Apr 22, 2016
I have always wanted to know more about composting, so in honor of Earth Day this year, I caught up with my friend and compost enthusiast Lisa Sehannie, of Green Gurlz, to hear more about Vermicomposting (or worm composting). She taught me so much, and I’m excited to share this video with you. Not so you can laugh at me touching the worms [still cannot believe I did it], but to hopefully inspire you to take some steps to make a difference. For those of you following with children, this is a great lesson in how to reduce waste and trash, learn about the environment, and have fun while doing it!
Check out this edition of Kitchen Cures and the step-by-step directions below from Lisa! And for more green living tips, be sure to visit Green Gurlz.
Lisa’s Step-by-Step Instructions for Composting
The Bin—The Worm Home
Start with a simple Rubbermaid bin from your local big box retailer. In order to survive, worms need air, so drill circular holes in the bin. Two on each of the long sides and one on each of the short sides will do. Cover the holes with mesh, and glue/stick the mesh down (this will prevent the worms from escaping the bin).
Filling the Compost Bin
Add newspaper shreds to the bin, filling up about 75 percent of the bin. Make sure the newspaper is moist to the touch, but not dripping with too much water. This is where a small squirt bottle comes in handy. Now, you are ready to add worms.
The best worms to use for vermicomposting are called Red Wrigglers. This species of worms are shallow burrowers, which means they won’t try to dig out of the bin. They are also ferocious eaters! They can eat half of their weight in food scraps in one day! Search your local area for Red Wrigglers—you’re bound to find them somewhere nearby.
It’s Food Time!
Now that your bin is setup and your worms are hungry, it’s time to start feeding. Divide the bin into two sections (left and right). There is not an actual physical barrier, just a conceptual divide. That means that one side of the bin is in use and the other side is “resting.” Dividing the bin into sections proves helpful when you begin to harvest the compost. With food scraps on one side, the worms will gravitate toward that side to eat and create compost. Once you see the food scraps getting less and less in the working side, add food to the opposite side. The worms will then travel to that side of the bin to graze and you can easily harvest the compost from the original side. Many families place food scraps in a big bag that is stored in the bottom of the fridge until it’s time to feed the worms.

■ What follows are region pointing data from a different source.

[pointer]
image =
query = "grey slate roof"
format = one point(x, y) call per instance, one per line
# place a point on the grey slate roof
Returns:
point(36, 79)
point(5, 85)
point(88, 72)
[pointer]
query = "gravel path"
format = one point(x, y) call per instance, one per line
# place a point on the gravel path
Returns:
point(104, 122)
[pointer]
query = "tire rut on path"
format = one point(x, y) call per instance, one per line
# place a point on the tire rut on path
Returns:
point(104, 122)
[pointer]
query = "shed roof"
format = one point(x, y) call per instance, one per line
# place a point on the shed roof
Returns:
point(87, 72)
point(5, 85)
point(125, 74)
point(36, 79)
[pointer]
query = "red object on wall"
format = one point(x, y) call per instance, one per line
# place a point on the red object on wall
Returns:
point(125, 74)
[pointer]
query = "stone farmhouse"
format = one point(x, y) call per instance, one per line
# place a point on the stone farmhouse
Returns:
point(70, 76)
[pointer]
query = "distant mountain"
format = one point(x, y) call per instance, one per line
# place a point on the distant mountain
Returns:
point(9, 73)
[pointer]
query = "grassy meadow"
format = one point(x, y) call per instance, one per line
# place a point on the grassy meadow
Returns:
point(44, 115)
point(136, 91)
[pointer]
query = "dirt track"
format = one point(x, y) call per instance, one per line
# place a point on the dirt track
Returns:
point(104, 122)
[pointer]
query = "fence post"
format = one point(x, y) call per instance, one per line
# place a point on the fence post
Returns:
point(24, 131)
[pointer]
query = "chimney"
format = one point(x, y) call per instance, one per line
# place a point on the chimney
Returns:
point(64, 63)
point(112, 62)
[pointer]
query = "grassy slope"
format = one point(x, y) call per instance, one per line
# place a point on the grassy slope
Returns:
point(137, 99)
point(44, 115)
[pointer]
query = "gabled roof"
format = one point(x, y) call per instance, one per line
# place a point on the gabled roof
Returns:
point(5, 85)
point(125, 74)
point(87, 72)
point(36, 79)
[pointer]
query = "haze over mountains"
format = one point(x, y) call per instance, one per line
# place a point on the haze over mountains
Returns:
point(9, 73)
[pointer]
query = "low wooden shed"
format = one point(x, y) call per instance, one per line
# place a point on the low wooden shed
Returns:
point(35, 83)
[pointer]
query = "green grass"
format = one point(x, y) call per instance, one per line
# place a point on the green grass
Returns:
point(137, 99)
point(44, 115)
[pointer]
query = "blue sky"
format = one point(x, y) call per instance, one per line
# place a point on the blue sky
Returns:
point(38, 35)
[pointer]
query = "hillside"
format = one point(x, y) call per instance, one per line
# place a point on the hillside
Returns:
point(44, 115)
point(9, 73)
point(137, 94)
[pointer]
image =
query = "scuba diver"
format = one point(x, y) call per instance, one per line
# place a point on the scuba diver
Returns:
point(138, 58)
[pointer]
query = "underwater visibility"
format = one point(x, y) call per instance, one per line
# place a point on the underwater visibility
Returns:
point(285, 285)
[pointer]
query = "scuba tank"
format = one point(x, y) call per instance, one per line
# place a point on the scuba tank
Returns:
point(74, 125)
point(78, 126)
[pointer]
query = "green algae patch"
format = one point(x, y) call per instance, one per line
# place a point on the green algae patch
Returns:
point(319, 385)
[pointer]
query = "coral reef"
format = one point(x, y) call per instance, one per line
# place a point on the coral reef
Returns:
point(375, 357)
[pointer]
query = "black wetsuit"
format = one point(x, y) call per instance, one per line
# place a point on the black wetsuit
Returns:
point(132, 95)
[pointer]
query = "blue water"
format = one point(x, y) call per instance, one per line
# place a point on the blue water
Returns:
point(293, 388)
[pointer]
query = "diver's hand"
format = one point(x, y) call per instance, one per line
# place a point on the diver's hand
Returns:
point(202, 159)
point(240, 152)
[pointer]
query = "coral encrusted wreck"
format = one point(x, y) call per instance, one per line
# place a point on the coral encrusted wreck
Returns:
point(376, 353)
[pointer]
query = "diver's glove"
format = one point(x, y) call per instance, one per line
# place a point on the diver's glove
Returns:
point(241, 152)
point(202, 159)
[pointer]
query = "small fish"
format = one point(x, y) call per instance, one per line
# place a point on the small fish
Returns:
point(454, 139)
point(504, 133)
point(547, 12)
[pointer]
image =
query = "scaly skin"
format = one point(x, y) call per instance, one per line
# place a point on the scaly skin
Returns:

Add food scraps to the bin once a week (or more frequently as needed).
Maintenance of the Compost Bin
Be sure to keep the bin supplied with moist newspaper shreds, or other bedding options, like cardboard. This serves as bedding for the worms. The bin should stay about 75 percent full of bedding. Over time, the worms will eat the bedding, so you will need to replenish it. Your moisture levels should be roughly 40-60% and to the touch, it should feel like a sponge that has been wrung out. To add more moisture, simply spray new bedding with a spray bottle. Keep in mind that the foods high in water content will also add moisture to the bin’s environment. You can balance out by adding foods with less or more water/moisture as you need. The temperature of a worm bin is quite different than of a traditional composting pile. Worms do best in temps between 55 and 77 degrees Fahrenheit.
Happy Composting and Happy Earth Day!